Alerts issued by CISA outline vulnerabilities in Industrial Control System (ICS) equipment from Delta, Fuji Electric, SunPower, and Hitachi Energy; they also offer strategies for risk reduction.

The U.S. Cybersecurity and Infrastructure Security Agency (CISA) has published four new advisories detailing potential cybersecurity risks and vulnerabilities in industrial control systems equipment from Delta Electronics, Fuji Electric, SunPower, and Hitachi Energy. These vulnerabilities could compromise the integrity, confidentiality, and availability of solar power generation assets, protection relays, and other critical infrastructure.

Vulnerabilities in Delta Electronics and Fuji Electric Equipment

CISA has disclosed an "improper restriction of XML external entity reference" vulnerability in Delta Electronics' EIP Builder, tracked as CVE-2025-57704. The affected product has a CVSS v3.1 base score of 5.5, but an updated CVSS v4 rating of 6.7. Delta Electric recommends users update to V1.12 to address this issue.

In a separate advisory, Fuji Electric warns of a deserialization of untrusted data vulnerability, tracked as CVE-2025-9365, in one of their products. This vulnerability has a CVSS v3.1 base score of 7.8 and an updated CVSS v4 score of 8.4. Fuji Electric advises users to update to v1.4.0.1 or later to address the issue.

Vulnerabilities in SunPower and Hitachi Energy Equipment

SunPower's PVS6 device has a vulnerability due to its use of hardcoded encryption parameters and publicly accessible protocol details. This vulnerability, tracked as CVE-2025-9696, has a CVSS v3.1 base score of 9.6 and a CVSS v4 score of 9.4. CISA also disclosed weaknesses in SunPower's PVS6 device, which could compromise visibility into solar power generation assets.

Hitachi Energy outlined several specific workarounds and mitigations to reduce risk in their Relion 670 and 650 series protection relays and SAM600-IO modules. The Relion 670 is affected in versions 2.2.2.6, 2.2.3.7, 2.2.4.4, and 2.2.5.6, along with all versions from 2.2.6.0 to 2.2.6.2. The Relion 650 is impacted in versions 2.2.4.4 and 2.2.5.6, as well as all versions from 2.2.6.0 to 2.2.6.2. The SAM600-IO is vulnerable in version 2.2.5.6.

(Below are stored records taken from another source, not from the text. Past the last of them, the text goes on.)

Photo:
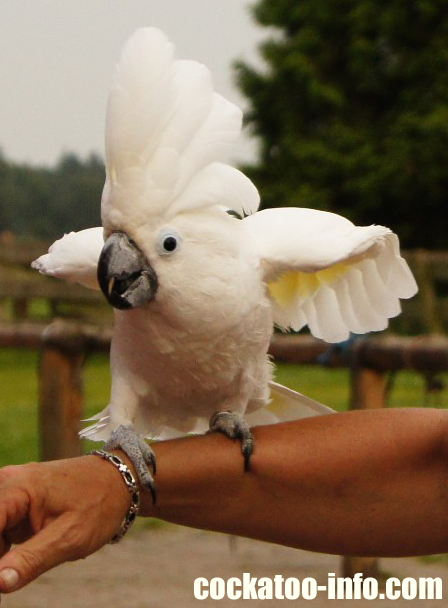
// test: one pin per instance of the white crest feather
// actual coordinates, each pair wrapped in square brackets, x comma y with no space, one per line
[167,133]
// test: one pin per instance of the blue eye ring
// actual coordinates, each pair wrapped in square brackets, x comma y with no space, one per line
[168,242]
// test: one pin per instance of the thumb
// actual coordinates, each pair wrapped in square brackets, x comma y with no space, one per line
[47,549]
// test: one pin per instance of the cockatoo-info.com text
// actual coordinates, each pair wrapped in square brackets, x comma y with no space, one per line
[196,289]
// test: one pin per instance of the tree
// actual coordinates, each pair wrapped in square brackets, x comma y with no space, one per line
[46,202]
[351,110]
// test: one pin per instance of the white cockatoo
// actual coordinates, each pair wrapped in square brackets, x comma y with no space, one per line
[196,288]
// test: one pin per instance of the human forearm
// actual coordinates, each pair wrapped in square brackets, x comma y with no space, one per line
[355,483]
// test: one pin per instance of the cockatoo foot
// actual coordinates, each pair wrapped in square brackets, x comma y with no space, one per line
[139,453]
[235,427]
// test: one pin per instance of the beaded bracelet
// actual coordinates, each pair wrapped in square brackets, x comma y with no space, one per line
[132,487]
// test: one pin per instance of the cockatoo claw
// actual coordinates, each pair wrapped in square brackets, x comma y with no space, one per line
[235,427]
[138,451]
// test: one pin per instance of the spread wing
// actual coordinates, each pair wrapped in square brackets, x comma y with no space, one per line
[74,257]
[323,271]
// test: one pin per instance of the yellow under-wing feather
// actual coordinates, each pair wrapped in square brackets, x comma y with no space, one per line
[323,271]
[297,284]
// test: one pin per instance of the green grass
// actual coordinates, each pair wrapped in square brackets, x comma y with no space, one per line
[19,395]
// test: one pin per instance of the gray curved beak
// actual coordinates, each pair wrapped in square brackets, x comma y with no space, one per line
[124,274]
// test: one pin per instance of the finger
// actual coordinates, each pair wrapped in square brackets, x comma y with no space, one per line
[53,545]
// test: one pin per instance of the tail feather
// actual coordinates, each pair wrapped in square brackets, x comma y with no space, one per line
[286,405]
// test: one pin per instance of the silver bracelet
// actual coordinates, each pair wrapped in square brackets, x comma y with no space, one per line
[132,487]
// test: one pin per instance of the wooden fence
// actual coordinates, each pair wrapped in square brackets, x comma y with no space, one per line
[64,347]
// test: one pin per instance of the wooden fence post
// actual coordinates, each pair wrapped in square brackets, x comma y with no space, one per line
[60,402]
[368,391]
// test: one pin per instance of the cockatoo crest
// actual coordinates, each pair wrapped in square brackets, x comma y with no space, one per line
[167,134]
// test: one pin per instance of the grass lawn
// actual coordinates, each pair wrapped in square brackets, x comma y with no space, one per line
[19,390]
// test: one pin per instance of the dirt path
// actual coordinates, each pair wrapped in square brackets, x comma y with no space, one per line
[156,569]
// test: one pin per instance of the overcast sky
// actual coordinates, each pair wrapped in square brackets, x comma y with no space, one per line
[57,59]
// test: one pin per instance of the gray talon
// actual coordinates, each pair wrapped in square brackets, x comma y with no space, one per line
[138,451]
[235,427]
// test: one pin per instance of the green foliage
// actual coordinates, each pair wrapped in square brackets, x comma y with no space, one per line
[351,109]
[46,202]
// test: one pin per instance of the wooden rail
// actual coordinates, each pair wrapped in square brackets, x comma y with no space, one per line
[65,345]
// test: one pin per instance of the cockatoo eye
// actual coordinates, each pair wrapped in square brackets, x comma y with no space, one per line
[168,242]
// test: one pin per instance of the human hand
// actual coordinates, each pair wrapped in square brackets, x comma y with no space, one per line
[55,512]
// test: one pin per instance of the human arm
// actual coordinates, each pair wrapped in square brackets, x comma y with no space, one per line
[372,482]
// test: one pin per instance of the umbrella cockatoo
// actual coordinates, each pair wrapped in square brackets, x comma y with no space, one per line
[198,277]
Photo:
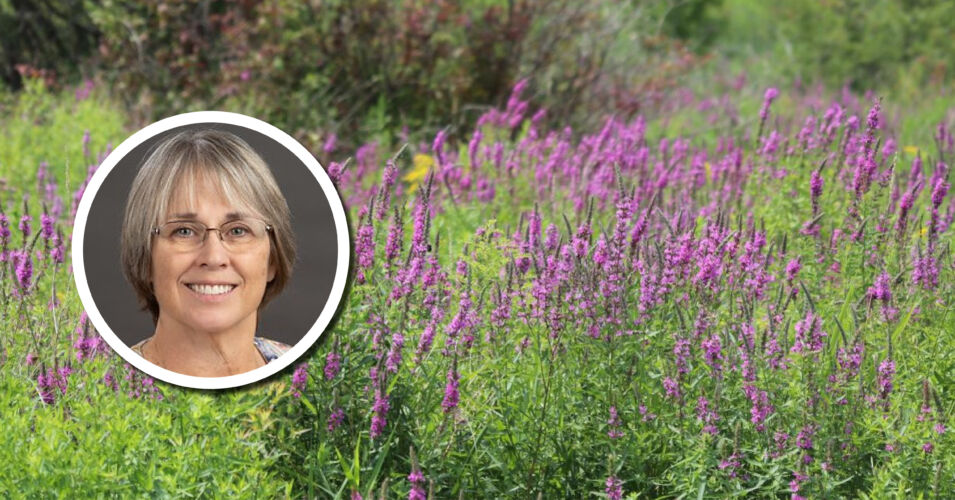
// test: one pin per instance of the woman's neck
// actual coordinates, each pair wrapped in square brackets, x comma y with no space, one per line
[181,349]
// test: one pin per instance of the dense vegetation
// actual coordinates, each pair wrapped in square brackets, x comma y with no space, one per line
[736,284]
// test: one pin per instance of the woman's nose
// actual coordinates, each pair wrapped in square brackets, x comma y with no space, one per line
[213,252]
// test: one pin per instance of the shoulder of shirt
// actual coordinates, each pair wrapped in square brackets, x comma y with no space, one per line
[271,348]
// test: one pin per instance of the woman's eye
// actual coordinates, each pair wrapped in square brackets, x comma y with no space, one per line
[183,232]
[238,231]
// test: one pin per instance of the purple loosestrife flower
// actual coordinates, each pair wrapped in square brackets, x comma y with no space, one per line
[815,189]
[416,478]
[24,270]
[614,423]
[792,269]
[939,190]
[333,365]
[395,239]
[364,250]
[379,414]
[299,378]
[804,438]
[46,222]
[886,371]
[451,394]
[4,230]
[57,252]
[335,419]
[25,225]
[614,488]
[681,353]
[438,146]
[552,238]
[671,388]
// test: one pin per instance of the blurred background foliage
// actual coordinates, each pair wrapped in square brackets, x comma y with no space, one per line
[362,68]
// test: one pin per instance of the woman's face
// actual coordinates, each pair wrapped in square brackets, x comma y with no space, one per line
[210,289]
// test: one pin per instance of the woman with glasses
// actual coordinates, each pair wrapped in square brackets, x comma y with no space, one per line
[206,243]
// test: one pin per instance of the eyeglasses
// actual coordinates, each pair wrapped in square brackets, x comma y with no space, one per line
[237,235]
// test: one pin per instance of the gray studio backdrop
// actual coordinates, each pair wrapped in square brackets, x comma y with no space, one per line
[289,316]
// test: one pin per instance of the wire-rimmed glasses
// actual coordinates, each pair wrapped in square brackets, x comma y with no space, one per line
[236,235]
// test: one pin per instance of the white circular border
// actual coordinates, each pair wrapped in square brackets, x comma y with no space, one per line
[341,270]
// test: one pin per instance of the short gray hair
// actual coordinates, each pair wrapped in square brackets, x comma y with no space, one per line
[236,169]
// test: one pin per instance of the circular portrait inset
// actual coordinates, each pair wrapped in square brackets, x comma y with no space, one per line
[210,250]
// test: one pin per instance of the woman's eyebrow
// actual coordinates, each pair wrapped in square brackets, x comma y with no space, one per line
[193,215]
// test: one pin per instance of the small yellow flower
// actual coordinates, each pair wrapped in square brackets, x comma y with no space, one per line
[421,163]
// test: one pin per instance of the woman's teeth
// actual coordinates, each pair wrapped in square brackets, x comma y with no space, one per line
[211,289]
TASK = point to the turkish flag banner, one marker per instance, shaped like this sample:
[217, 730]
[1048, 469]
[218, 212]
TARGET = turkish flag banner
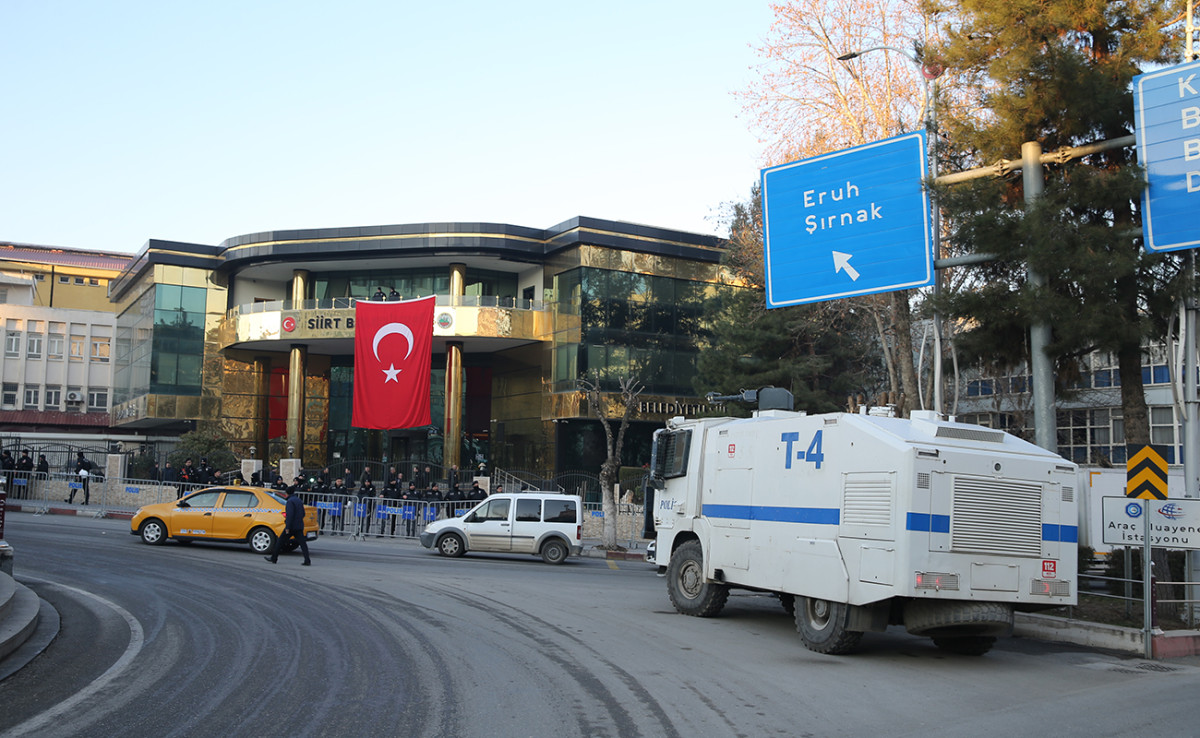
[393, 348]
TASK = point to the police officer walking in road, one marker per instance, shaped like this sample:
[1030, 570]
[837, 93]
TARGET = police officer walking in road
[293, 526]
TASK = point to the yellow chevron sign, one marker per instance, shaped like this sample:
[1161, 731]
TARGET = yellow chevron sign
[1146, 473]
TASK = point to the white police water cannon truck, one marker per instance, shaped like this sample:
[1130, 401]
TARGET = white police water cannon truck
[862, 521]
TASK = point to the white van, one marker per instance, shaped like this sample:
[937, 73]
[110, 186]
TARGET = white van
[540, 523]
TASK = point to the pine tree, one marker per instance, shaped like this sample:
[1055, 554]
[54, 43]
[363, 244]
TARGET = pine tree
[1057, 72]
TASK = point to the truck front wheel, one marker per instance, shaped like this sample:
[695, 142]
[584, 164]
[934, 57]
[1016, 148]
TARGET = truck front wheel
[822, 625]
[690, 592]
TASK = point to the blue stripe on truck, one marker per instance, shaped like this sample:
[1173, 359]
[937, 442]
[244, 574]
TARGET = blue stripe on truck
[821, 516]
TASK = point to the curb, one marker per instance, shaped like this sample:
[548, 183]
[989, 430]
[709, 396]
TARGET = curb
[83, 510]
[1165, 645]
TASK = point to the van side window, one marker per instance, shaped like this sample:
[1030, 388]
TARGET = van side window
[528, 510]
[495, 509]
[561, 511]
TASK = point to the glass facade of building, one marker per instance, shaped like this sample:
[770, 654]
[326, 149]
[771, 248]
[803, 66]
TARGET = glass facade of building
[633, 325]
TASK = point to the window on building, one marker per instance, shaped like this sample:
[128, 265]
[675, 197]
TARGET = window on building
[1162, 429]
[97, 400]
[100, 349]
[54, 346]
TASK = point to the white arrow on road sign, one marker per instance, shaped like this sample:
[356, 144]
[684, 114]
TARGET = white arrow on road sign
[841, 263]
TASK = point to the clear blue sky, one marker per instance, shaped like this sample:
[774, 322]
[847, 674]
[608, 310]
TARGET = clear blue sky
[197, 121]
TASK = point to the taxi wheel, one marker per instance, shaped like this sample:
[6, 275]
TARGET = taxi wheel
[153, 532]
[262, 540]
[451, 545]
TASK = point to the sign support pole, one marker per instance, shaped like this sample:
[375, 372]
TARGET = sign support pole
[1041, 369]
[1147, 577]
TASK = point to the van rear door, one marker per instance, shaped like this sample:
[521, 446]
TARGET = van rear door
[527, 526]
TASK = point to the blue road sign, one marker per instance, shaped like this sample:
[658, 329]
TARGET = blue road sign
[847, 223]
[1167, 113]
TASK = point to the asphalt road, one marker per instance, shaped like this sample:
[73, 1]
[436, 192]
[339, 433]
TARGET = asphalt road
[387, 639]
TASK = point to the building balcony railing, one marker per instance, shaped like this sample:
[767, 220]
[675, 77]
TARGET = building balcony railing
[468, 317]
[348, 304]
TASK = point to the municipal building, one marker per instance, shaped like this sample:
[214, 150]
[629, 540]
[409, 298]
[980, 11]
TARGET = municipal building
[253, 337]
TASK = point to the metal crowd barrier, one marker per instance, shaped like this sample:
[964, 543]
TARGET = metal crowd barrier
[102, 496]
[378, 516]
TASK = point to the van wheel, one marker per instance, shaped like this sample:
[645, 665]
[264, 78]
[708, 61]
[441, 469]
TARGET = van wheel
[969, 646]
[553, 551]
[450, 545]
[690, 592]
[822, 625]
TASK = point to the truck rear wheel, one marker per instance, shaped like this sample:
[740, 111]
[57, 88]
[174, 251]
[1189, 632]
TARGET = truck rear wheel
[970, 646]
[690, 592]
[822, 625]
[957, 619]
[787, 601]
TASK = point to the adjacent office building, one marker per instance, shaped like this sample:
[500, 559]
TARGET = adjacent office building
[58, 324]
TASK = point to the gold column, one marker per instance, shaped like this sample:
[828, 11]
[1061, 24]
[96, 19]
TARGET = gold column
[299, 288]
[297, 369]
[457, 282]
[451, 437]
[451, 442]
[262, 399]
[295, 397]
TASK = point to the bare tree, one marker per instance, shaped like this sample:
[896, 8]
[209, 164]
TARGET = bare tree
[630, 389]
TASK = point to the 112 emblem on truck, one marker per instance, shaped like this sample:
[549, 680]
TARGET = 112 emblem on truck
[858, 522]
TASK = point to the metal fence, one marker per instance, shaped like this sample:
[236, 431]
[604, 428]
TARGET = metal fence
[336, 514]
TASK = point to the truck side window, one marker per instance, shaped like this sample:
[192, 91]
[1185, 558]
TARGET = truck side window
[670, 453]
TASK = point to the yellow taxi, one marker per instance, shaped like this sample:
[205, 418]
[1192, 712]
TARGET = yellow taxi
[241, 515]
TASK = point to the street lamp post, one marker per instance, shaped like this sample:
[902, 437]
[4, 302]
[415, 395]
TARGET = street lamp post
[929, 72]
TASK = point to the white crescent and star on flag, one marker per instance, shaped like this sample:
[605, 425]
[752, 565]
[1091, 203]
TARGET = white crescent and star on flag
[400, 329]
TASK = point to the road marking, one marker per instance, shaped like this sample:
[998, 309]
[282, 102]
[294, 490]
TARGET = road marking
[137, 640]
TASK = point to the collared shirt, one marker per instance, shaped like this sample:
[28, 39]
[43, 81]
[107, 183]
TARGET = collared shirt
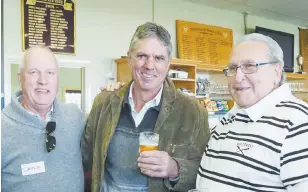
[138, 116]
[260, 148]
[48, 115]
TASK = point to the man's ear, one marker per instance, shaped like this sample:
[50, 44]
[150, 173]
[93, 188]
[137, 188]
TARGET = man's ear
[129, 59]
[278, 71]
[19, 76]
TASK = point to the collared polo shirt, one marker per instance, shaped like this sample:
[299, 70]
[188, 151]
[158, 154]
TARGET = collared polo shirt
[261, 148]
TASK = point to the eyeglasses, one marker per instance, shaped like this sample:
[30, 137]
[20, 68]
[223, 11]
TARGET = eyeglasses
[50, 140]
[247, 68]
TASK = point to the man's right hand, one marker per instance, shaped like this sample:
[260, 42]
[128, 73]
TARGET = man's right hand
[112, 87]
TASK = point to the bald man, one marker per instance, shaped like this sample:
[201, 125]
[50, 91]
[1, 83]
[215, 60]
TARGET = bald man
[41, 137]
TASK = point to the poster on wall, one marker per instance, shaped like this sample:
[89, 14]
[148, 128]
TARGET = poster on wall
[303, 38]
[50, 23]
[210, 44]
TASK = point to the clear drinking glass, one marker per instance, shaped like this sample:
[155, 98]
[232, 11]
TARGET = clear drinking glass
[148, 141]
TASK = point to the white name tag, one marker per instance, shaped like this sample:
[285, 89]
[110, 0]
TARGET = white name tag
[33, 168]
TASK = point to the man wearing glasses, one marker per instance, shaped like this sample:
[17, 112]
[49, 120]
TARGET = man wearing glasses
[40, 149]
[261, 144]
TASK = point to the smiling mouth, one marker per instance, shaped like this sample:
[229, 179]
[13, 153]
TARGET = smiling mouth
[42, 90]
[147, 76]
[241, 88]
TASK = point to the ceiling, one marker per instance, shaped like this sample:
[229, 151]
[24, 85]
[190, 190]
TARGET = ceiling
[290, 11]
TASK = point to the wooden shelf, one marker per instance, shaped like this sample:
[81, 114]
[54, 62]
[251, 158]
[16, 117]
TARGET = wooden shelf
[179, 79]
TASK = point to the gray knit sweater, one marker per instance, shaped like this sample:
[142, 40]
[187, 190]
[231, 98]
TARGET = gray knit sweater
[23, 142]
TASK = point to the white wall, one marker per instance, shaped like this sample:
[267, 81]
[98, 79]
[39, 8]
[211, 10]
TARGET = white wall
[104, 29]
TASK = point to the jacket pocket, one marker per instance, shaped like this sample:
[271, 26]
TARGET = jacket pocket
[178, 150]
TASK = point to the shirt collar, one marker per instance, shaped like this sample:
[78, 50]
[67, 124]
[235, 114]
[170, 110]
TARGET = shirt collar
[256, 111]
[155, 101]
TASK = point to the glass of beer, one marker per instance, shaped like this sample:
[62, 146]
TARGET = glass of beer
[148, 141]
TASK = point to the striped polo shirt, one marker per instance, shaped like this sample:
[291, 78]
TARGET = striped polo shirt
[261, 148]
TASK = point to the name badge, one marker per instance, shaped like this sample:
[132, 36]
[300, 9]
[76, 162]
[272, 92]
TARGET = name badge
[33, 168]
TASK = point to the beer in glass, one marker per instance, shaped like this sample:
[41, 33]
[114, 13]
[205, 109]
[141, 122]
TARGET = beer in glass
[148, 141]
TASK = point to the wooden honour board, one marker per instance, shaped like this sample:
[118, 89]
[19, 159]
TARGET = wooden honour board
[303, 38]
[210, 44]
[50, 23]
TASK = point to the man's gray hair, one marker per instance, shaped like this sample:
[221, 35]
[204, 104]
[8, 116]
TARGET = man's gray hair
[149, 30]
[275, 51]
[22, 64]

For the Relion 670 series, the affected versions include 2.2.2.6, 2.2.3.7, 2.2.4.4, and 2.2.5.6, along with all versions from 2.2.6.0 to 2.2.6.2. For the Relion 650 series, the affected versions are 2.2.4.4 and 2.2.5.6, as well as all versions from 2.2.6.0 to 2.2.6.2. In the SAM600-IO series, the issue has been found in version 2.2.5.6. Hitachi Energy has resolved these flaws in the following versions:

For the Relion 670 series version 2.2.5.6, the Relion 650 series version 2.2.5.6, and the SAM600-IO series version 2.2.5.6, the flaw has been resolved in version 2.2.5.7, with updates recommended to version 2.2.5.8 or later.
For the Relion 670 series version 2.2.4.4 and the Relion 650 series version 2.2.4.4, users should update to version 2.2.4.5 or later.

The vulnerability in the SunPower PVS6 device was reported to CISA by the company Dragos, Inc. before the advisory was published.

Denial-of-Service Vulnerability in Relion 670/650 and SAM600-IO Series Devices

A denial-of-service vulnerability due to improper prioritization of network traffic over protection mechanisms exists in the Relion 670/650 and SAM600-IO series devices. CISA encourages asset owners, administrators, and security teams to review the advisories in full, apply vendor-issued patches, and adopt layered defense measures to safeguard against potential exploitation.

Second Advisory Highlights Vulnerabilities in Fuji Electric's FRENIC-Loader 4 Software

A second advisory highlights vulnerabilities in Fuji Electric's FRENIC-Loader 4 software, which could allow arbitrary code execution or unauthorized system access. The vulnerability is tracked as CVE-2025-2403 and has a CVSS v3.1 base score of 7.5, while the CVSS v4 score is 8.7.

Asset owners, administrators, and security teams are advised to review the advisories in full, apply vendor-issued patches, and adopt layered defense measures to safeguard against potential exploitation.

Alerts issued by CISA outline vulnerabilities in Industrial Control System (ICS) equipment from Delta, Fuji Electric, SunPower, and Hitachi Energy; they also offer strategies for risk reduction.